USDA and SBA financing
RV parks are SBA special-purpose collateral, which carries a higher equity injection and a clear expectation of an independent feasibility study under SOP 50 10 8, effective June 1, 2025. SBA 7(a) and 504 both finance Arizona parks. For rural Arizona, and most snowbird and tourism RV demand sits in rural areas, USDA Business and Industry is a strong fit, and a guaranteed loan over 1 million dollars to a new business requires a full independent feasibility study prepared by a qualified consultant (7 CFR 5001.306). USDA Rural Energy for America Program funding can also support solar and energy-efficiency equipment at parks owned by rural small businesses. USDA rural eligibility applies to areas not within a city or town over 50,000 and not in its contiguous urbanized area.

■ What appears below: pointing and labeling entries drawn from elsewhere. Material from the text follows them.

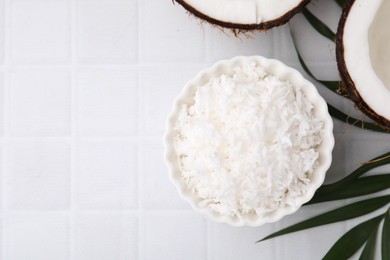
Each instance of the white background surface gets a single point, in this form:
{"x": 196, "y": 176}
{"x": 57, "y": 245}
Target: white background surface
{"x": 86, "y": 86}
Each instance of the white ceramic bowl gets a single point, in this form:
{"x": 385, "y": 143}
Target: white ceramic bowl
{"x": 283, "y": 72}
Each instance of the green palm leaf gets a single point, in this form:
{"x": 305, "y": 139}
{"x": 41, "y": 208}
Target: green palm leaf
{"x": 350, "y": 211}
{"x": 386, "y": 237}
{"x": 351, "y": 241}
{"x": 359, "y": 187}
{"x": 378, "y": 161}
{"x": 369, "y": 249}
{"x": 334, "y": 112}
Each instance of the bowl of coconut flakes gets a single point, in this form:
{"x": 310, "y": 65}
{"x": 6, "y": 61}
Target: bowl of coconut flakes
{"x": 248, "y": 141}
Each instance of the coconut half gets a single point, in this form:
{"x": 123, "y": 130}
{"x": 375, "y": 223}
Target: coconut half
{"x": 244, "y": 14}
{"x": 363, "y": 56}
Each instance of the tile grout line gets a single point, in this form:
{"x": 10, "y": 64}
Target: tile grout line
{"x": 73, "y": 130}
{"x": 6, "y": 79}
{"x": 140, "y": 141}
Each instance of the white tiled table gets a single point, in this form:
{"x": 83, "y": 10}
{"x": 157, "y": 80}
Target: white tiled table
{"x": 85, "y": 87}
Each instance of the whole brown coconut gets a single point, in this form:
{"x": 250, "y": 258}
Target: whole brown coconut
{"x": 361, "y": 33}
{"x": 244, "y": 15}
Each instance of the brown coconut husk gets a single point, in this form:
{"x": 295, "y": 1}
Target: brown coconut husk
{"x": 346, "y": 79}
{"x": 239, "y": 28}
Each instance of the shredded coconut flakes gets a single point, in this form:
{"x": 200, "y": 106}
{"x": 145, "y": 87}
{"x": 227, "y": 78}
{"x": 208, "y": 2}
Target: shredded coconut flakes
{"x": 247, "y": 145}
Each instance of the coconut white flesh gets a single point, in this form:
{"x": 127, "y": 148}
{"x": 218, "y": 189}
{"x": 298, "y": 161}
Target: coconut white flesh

The Arizona regulatory layer
An Arizona RV park study accounts for the infrastructure, water, and permitting path that drives both cost and timeline. Parks depend on a demonstrable water supply in a constrained state, and where a park is part of a larger development inside an Active Management Area, the Assured Water Supply requirement can apply. Wastewater runs through the Arizona Department of Environmental Quality, with an Arizona Pollutant Discharge Elimination System permit or an on-site system for parks not on municipal sewer. Because Arizona has no statewide building code, amenity buildings are governed by locally adopted codes, and county permitting is comparatively light in many unincorporated areas, a genuine advantage for rural sites. On tribal land, federal and tribal authority governs in place of state and county permitting. The study tests water, infrastructure, and the public-camping competitive set against the occupancy and rate assumptions rather than treating them as fixed.
Arizona markets we cover
The snowbird and winter-visitor markets, including Quartzsite, Yuma, Lake Havasu City, and the Colorado River corridor, anchor seasonal demand, while Sedona, Flagstaff, and the national-park gateways drive tourism demand. Secondary and rural markets across western and southern Arizona offer demand-driven opportunities where USDA financing is frequently the primary path. We build the seasonality and demand segmentation to the specific Arizona submarket rather than to statewide averages.
What an Arizona RV park feasibility study includes
A bankable study includes a demand and tourism analysis, a competitive and supply assessment that accounts for low-cost public camping alternatives, a seasonality-adjusted occupancy projection, a site-night revenue and length-of-stay model, an infrastructure and water-supply cost assessment, a full operating pro forma with debt-service coverage, and the Arizona-specific regulatory and site analysis relevant to the project and the lending program. It is prepared to be reviewed directly by a lender's credit committee.
Built to the lender's standard
Every RV park study we prepare is built to the standard a lender's credit committee applies and is grounded in the specific Arizona conditions that determine whether a project is financeable. We work across the USDA and SBA programs, and we calibrate each engagement to the lender and the market at hand.